I tried to make my first post to the list yesterday, but it didn't seem to reach the list, so I'm re-posting (if it did get through and I missed it then please accept my apologies!)

I've been keeping fish for a few months now, so I've still got a lot to
learn!  I've certainly made some mistakes, which is why I am posting this (I've also sent to a fishkeeping magazine here in UK and some newsgroups - I'd like to get several opinions).

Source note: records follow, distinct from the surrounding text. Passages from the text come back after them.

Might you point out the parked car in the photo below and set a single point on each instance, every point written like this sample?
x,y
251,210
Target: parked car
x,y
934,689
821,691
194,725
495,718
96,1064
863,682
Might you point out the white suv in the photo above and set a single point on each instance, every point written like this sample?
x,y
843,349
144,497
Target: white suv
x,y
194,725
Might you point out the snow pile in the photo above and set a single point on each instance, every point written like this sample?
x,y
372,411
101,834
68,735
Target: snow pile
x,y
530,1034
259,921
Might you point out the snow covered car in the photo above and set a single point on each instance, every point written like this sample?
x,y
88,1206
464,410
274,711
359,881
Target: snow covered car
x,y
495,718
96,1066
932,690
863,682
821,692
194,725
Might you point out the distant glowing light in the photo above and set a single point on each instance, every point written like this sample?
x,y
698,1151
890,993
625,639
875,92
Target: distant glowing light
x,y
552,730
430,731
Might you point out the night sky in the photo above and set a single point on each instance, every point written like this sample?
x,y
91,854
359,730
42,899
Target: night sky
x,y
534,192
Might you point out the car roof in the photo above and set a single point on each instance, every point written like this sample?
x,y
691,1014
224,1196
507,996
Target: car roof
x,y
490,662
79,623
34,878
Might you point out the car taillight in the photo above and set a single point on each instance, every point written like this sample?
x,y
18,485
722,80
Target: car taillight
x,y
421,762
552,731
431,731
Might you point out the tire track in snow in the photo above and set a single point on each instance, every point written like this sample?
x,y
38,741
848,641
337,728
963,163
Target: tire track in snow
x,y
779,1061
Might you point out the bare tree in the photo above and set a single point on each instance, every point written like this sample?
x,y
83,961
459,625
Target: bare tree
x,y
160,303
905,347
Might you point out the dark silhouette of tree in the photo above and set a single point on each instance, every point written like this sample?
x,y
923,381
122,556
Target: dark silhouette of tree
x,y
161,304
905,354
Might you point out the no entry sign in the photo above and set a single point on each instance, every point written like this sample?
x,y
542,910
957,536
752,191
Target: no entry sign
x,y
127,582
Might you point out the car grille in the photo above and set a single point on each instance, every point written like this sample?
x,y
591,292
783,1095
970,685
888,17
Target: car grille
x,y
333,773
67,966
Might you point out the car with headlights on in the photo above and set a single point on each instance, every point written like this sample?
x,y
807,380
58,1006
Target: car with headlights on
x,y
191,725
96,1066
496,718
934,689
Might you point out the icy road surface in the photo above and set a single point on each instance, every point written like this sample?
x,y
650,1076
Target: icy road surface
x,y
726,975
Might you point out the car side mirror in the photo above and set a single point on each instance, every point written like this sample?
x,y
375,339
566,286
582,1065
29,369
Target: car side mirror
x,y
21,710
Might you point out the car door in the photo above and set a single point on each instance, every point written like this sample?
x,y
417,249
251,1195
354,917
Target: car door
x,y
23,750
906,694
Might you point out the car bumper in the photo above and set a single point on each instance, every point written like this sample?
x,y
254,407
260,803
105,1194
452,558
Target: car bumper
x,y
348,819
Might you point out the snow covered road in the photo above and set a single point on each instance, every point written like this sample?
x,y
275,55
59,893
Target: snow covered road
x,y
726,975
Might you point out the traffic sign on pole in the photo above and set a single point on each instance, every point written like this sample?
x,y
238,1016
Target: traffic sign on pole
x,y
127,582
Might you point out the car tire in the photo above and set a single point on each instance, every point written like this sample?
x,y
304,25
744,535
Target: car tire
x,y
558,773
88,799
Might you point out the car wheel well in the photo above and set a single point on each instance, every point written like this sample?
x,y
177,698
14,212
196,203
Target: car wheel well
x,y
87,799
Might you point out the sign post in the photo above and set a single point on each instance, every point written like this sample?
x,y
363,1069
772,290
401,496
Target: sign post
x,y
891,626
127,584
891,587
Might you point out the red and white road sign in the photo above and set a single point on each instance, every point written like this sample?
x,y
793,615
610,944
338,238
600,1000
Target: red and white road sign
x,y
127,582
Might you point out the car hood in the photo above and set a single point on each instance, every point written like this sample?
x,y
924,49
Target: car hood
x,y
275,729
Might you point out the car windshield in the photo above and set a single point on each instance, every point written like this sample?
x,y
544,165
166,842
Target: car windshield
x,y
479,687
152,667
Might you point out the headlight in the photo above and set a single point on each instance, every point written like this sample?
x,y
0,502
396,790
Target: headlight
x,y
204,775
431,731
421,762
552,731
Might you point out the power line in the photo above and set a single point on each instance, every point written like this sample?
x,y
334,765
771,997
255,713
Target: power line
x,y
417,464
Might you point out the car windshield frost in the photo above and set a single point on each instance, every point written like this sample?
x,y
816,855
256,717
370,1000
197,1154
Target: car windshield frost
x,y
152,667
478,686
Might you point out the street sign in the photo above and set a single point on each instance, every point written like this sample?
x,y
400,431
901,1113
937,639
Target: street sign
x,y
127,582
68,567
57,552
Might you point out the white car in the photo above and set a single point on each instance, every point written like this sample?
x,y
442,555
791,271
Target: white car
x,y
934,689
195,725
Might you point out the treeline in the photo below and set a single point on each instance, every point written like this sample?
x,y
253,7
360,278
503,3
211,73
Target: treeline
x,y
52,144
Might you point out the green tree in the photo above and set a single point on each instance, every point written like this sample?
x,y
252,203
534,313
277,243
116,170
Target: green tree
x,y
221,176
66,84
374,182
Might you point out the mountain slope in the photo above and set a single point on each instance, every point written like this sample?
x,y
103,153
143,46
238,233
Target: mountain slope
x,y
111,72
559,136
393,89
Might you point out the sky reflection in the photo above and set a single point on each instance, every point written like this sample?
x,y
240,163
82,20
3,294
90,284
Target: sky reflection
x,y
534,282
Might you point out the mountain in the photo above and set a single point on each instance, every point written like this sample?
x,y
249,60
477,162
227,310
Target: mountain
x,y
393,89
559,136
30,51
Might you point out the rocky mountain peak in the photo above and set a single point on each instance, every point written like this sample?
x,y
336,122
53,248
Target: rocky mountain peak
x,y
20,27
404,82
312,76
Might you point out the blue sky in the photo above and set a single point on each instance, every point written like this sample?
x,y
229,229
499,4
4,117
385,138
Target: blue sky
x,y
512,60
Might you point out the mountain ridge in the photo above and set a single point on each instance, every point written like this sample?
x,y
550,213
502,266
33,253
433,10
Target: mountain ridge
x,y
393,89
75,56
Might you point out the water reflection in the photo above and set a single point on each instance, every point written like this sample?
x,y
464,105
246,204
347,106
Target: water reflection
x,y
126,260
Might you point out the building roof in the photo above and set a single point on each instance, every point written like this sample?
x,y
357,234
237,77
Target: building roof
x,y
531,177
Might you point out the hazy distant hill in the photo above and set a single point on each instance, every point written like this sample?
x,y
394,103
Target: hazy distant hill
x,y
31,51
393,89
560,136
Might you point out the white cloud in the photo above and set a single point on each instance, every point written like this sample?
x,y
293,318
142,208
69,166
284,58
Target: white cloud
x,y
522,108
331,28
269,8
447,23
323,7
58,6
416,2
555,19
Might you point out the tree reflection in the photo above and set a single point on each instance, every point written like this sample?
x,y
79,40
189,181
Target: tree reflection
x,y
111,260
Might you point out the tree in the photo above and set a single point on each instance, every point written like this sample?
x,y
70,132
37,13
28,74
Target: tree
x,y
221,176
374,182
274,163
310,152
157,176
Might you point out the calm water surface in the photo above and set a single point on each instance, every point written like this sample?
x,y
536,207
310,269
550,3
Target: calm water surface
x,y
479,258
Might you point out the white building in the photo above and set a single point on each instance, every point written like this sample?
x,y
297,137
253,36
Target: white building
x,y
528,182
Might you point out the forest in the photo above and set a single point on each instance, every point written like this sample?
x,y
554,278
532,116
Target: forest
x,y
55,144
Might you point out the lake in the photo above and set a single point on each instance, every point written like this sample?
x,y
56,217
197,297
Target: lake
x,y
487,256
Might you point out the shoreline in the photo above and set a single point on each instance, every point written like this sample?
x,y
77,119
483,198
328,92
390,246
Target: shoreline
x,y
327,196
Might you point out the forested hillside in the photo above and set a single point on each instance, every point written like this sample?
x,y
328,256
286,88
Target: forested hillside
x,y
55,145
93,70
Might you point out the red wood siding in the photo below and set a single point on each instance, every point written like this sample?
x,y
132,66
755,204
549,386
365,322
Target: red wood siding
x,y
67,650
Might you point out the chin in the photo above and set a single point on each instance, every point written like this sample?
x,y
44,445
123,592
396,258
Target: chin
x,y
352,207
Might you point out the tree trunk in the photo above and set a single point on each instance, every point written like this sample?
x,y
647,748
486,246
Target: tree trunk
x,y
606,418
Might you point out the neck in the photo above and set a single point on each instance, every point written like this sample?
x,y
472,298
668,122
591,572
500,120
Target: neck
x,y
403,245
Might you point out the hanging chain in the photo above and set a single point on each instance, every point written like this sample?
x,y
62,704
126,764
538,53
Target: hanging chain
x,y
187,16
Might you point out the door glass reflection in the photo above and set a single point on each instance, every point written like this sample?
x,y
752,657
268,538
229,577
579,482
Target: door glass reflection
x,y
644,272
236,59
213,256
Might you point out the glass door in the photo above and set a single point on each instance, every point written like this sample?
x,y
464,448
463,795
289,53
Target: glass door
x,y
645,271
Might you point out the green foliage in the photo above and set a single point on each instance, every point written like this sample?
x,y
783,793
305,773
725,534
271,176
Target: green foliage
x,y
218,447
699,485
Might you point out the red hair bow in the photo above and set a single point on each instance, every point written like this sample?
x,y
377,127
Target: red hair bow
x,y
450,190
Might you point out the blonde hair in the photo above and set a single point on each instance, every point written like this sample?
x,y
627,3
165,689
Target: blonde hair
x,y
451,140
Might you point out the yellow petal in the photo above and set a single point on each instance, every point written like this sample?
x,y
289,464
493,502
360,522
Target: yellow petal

The problem that I'm having is with high nitrates.  I have three tanks and one to set up, the tanks are:
48x15x12 - Eheim 2227 Wet/Dry filter and Fluval 4 (internal). 1x42 inch fluorescent tube in a 'marina' hood.  30 inches of fish.
30x18x12 - Interpret Prime 10 and Fluval 3 (internal). 1x24 inch fluorescent tube + reflector  20 inches of fish
19.5inch diameter x 20 inch tall hexagon - Fluval 204 and ClearSeal internal filter (similar to a Fluval 1 or 2).  1 x 12 inch fluorescent tube + reflector and a 'pygmy' lighting unit with a domestic 'energy-saver' fluorescent bulb.  8 inches of fish
48x24x8 - 2xTrio2000 and a Rena iv1 (this tank is not set up yet). 4 x 18 inch fluorescent tubes (2 blue moon, 2 tritons).

All lights are on 14 hours a day (I did have them on 12 hours, but increased the time to try and help the plants.  It has had no effect though).

I don't think the tanks that are populated are overstocked (I anticipate them to be at full capacity once the fish have had a chance to grow).  At present I am feeding them once a day with a small pinch of Aquarian
flake food (though it always seems that they would like more!)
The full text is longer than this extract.